Now the output of original and talented Djuna Barnes consists of a total of six paintings and six peculiar books. The Portrait of Alice is a full-length study of a woman in a burgundy robe standing against a background of gold. It suggests the quality as well as the style of the great Italian primitives. Asked last week how she came to paint Alice (1934), Djuna Barnes said: "I asked myself one day, why not paint a painting? ... I painted most of it on my hands & knees, because I couldn't afford an easel."
Thin, pale, 50-year-old Djuna Barnes was born in Cornwall-on-the-Hudson. Her father was a jack of all talents who played five musical instruments, so disliked his father that he changed his name Buddington to Barnes. Djuna was named after Prince Djalma in The Wandering Jew, but her young brother's mispronunciation changed everything. She prefers to call herself The Barnes.
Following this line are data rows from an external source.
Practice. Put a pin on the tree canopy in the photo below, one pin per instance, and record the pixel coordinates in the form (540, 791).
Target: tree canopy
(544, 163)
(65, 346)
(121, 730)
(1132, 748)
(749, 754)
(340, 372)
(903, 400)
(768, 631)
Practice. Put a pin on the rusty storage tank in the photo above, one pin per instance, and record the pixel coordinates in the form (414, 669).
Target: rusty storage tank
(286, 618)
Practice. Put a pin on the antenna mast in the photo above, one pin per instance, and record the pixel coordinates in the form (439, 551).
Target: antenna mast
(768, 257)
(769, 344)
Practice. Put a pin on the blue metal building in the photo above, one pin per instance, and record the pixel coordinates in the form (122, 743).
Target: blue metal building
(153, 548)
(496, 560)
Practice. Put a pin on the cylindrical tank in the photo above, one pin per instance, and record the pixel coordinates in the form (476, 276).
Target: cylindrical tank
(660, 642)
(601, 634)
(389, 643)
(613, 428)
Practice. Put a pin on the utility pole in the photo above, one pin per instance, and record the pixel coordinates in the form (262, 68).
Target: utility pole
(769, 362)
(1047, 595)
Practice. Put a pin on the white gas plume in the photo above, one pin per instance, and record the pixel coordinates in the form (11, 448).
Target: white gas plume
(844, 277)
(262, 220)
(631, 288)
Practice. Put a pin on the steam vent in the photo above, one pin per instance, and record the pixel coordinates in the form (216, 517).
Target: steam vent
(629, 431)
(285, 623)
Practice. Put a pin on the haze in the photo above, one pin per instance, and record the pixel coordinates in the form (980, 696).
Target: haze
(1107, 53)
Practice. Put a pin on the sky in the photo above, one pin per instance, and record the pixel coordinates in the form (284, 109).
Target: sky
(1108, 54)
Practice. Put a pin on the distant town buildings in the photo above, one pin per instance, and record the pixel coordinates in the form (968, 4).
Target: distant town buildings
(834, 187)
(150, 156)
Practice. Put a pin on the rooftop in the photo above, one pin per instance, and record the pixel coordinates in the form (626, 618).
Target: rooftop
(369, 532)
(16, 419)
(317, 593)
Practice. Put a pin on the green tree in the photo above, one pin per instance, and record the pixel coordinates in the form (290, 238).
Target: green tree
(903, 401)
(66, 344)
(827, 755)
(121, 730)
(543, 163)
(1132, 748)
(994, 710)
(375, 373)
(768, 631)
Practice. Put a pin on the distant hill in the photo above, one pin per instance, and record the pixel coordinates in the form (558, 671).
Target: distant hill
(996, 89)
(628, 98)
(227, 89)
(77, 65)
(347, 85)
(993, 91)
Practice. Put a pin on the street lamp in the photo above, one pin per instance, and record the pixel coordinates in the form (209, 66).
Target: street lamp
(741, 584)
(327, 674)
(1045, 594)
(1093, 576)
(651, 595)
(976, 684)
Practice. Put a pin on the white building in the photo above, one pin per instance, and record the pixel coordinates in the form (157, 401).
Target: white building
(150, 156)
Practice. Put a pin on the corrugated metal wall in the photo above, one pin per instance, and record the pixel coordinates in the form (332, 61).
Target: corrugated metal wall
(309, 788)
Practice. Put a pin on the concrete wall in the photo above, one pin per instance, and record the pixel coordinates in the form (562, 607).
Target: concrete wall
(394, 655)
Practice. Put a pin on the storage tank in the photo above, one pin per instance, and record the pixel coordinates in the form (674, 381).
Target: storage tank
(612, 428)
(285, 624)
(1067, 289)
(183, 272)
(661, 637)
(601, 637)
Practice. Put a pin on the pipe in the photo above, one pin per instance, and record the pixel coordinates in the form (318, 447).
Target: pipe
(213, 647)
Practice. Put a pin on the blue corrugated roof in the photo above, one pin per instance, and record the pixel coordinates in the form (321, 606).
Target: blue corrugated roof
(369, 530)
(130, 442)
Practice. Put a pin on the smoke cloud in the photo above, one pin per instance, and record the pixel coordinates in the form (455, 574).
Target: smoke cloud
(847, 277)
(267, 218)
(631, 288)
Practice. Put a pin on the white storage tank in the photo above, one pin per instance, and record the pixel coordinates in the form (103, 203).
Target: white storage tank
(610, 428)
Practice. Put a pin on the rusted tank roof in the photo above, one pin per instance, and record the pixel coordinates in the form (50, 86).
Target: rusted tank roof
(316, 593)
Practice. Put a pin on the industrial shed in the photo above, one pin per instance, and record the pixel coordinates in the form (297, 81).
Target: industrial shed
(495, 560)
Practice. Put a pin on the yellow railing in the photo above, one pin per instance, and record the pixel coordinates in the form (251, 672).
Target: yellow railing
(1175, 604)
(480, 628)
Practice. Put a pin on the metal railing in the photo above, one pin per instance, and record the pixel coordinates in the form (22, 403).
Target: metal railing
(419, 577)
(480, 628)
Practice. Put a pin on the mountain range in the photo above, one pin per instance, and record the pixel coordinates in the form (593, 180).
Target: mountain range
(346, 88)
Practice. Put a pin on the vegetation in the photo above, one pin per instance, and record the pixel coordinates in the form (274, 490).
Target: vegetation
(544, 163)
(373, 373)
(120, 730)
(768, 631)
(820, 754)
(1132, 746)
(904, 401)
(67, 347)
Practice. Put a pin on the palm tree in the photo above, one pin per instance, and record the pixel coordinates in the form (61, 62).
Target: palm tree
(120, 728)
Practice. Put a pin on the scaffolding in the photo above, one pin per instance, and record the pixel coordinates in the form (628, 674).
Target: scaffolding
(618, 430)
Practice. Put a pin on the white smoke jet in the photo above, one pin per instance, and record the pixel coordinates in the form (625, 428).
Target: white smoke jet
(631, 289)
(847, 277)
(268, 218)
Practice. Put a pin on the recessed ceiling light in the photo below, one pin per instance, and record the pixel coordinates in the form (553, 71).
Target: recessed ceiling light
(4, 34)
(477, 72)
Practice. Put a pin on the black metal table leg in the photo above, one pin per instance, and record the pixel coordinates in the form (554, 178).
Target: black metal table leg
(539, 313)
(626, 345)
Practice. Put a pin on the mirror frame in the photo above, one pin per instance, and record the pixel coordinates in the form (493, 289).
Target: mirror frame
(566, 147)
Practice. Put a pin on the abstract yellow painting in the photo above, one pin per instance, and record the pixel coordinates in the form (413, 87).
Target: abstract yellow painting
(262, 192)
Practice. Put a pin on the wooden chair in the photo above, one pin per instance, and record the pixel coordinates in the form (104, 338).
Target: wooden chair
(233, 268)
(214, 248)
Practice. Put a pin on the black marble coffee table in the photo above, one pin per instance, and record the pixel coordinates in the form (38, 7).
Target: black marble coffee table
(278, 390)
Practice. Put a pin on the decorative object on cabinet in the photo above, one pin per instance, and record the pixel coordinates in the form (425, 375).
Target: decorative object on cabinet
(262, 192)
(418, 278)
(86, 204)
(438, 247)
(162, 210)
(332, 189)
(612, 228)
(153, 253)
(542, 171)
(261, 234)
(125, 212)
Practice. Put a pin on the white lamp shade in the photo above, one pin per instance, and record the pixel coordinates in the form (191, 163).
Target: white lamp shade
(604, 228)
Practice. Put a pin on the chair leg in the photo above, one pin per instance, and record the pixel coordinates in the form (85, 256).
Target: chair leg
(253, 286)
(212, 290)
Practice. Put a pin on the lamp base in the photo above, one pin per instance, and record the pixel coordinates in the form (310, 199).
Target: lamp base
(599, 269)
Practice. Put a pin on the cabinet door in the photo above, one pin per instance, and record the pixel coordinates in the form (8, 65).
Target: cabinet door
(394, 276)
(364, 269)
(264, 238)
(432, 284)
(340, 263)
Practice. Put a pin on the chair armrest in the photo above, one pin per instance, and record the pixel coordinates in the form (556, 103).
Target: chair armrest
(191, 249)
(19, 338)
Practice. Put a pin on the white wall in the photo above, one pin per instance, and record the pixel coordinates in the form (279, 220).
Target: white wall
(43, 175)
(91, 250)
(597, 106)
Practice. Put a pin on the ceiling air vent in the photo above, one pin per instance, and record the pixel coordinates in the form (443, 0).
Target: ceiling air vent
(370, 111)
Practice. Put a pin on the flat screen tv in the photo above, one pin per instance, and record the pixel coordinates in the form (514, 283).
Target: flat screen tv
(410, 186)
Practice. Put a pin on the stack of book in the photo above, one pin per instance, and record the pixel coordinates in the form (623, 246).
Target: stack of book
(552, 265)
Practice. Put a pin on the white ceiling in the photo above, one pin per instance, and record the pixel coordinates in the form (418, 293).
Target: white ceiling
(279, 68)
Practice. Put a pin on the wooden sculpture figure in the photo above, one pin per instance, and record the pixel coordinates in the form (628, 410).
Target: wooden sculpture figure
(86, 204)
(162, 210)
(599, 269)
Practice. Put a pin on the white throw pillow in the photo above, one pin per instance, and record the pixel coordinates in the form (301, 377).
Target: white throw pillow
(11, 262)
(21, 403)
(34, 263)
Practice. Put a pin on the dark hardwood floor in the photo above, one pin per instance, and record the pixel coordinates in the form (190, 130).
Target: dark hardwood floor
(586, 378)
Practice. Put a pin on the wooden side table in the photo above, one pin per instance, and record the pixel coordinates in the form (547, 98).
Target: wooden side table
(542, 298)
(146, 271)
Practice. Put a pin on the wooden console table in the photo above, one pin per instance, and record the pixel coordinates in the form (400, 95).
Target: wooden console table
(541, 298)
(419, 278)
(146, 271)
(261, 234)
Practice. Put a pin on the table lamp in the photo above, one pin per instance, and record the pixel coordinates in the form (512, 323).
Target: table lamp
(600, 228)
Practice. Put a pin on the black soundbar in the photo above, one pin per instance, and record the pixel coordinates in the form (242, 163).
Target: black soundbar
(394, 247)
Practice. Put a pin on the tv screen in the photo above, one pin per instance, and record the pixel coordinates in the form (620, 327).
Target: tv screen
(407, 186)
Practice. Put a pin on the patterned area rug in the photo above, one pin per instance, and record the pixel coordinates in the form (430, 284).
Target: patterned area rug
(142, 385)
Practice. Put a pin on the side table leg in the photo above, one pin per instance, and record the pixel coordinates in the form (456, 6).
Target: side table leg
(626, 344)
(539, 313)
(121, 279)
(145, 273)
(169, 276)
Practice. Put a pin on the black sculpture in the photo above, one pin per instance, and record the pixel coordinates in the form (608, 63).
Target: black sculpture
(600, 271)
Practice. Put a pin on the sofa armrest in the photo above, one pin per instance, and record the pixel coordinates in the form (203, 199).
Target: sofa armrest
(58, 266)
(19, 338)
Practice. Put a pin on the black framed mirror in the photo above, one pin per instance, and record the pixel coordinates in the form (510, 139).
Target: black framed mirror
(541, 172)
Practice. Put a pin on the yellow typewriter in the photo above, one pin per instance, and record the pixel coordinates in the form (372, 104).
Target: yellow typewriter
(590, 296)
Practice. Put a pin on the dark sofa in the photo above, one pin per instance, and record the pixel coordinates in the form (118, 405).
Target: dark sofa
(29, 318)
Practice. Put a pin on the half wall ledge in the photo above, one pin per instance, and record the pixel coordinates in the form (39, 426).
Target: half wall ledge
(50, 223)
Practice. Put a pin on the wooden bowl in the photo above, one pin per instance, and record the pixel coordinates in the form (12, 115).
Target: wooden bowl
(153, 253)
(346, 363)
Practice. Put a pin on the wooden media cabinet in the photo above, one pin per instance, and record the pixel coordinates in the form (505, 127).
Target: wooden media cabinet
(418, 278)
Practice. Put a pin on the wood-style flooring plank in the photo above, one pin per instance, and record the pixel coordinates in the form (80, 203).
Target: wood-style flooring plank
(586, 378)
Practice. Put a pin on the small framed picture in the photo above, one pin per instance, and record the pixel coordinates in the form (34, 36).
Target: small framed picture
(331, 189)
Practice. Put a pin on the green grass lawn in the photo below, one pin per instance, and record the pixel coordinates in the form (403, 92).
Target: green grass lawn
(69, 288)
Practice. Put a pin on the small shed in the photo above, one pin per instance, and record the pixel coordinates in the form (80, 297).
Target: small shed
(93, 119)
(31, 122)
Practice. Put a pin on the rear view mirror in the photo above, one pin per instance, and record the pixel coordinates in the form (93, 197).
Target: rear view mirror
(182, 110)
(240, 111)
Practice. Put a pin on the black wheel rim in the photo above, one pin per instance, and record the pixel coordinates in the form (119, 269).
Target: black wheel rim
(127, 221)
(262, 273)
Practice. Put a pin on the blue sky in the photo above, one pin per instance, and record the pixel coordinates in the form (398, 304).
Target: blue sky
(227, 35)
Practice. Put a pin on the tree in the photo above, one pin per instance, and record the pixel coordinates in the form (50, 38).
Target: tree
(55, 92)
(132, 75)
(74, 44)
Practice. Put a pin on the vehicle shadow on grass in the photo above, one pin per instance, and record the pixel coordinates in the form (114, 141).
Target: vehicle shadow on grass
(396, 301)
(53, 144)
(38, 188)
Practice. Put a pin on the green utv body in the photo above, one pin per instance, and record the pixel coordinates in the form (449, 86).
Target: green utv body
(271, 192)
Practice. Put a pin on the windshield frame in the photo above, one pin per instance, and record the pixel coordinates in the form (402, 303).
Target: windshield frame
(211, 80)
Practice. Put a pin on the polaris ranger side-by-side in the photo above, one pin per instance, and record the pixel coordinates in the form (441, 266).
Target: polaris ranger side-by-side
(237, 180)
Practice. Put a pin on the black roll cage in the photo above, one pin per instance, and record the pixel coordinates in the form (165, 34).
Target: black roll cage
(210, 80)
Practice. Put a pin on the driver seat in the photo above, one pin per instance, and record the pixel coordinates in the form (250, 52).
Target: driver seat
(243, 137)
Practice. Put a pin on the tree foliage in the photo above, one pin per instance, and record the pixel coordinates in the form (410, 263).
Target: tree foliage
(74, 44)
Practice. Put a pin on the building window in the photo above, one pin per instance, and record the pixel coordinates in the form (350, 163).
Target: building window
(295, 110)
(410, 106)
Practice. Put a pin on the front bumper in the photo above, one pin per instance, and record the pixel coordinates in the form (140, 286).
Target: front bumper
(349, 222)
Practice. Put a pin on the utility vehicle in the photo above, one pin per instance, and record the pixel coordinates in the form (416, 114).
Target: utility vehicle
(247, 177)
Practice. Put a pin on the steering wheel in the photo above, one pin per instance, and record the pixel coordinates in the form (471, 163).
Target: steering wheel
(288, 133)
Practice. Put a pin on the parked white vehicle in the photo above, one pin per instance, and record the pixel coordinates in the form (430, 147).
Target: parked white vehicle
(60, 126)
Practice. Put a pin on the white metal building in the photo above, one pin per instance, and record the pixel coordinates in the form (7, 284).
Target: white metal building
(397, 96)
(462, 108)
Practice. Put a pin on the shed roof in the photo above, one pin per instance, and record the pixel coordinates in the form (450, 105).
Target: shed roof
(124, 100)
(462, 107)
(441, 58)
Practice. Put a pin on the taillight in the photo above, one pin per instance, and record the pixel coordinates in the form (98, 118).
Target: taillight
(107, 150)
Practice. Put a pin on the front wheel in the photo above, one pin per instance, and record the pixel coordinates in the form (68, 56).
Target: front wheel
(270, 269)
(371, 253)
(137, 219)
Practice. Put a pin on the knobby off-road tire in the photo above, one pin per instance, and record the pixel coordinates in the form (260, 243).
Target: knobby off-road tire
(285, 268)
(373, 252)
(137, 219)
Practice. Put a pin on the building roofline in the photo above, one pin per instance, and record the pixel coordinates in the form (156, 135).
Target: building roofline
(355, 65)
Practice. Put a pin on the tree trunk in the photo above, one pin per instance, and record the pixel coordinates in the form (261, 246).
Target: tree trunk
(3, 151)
The Barnes studied art at Pratt Institute in Brooklyn, later at Manhattan's Art Students' League. She started to earn her living on the Brooklyn Eagle as an illustrator and reporter. For the New York Press she covered "Gyp the Blood." For the World she did "stunt" stories, including being hugged by a New York gorilla, being forcibly fed in order to tell what it felt like. For McCall's Magazine she went (o Europe, interviewed the American-born Duchess of Marlborough in her fabulous Blenheim Palace. Said the Duchess: "This may be a palace, but there isn't one decent bathroom in the whole bloody place."
In 1928 her novel Ryder, written in many different styles, parodyed Fielding, the Bible, Chaucer. That same year The Barnes published, privately and anonymously, her self-illustrated Ladies Almanack ("showing their Signs and their tides; their Moons and their Changes; the Seasons as it is with them; their Eclipses and Equinoxes; as well as a full Record of diurnal and nocturnal Distempers"). Says The Barnes: "By tramping the Paris streets I sold about 500 copies to bookstores and friends. Ten copies shipped to the U.S. were banned. The remainder are in France, in the hands of the Nazis."
With Nightwood, critics began to be impressed. Nightwood was filled with such passages as the eloquent Dr. O'Connor's description of his London evening: "Well I went off under London Bridge, and what should I see? A Tuppeny Upright! And do you know what a Tuppeny Upright might be? A Tuppeny is an old-time girl, and London Bridge is her last stand, as the last stand for a grue is Marseilles if she doesn't happen to have enough pocket money to get to Singapore. For tuppence, an Upright is all anyone can expect. They used to walk along slowly, all ruffles and rags, with big terror hats on them, a pin stuck over the eye and slap up through the crown, half their shadows on the ground and the other half crawling along the wall beside them; ladies of the haute sewer taking their last stroll, sauntering on their last Rotten Row, going slowly along in the dark, holding up their badgered flounces, or standing still, silent and as indifferent as the dead, as if they were thinking of better days, or waiting for something that they had been promised when they were little girls; their poor damned dresses hiked up and falling away over the rump, all gathers and braid, like a Crusader's mount, with all the trappings gone sideways with misery."
In a dark, one-room apartment in Greenwich Village last week Djuna Barnes said she was "writing one more book, painting one more picture," felt she was "going slightly mad."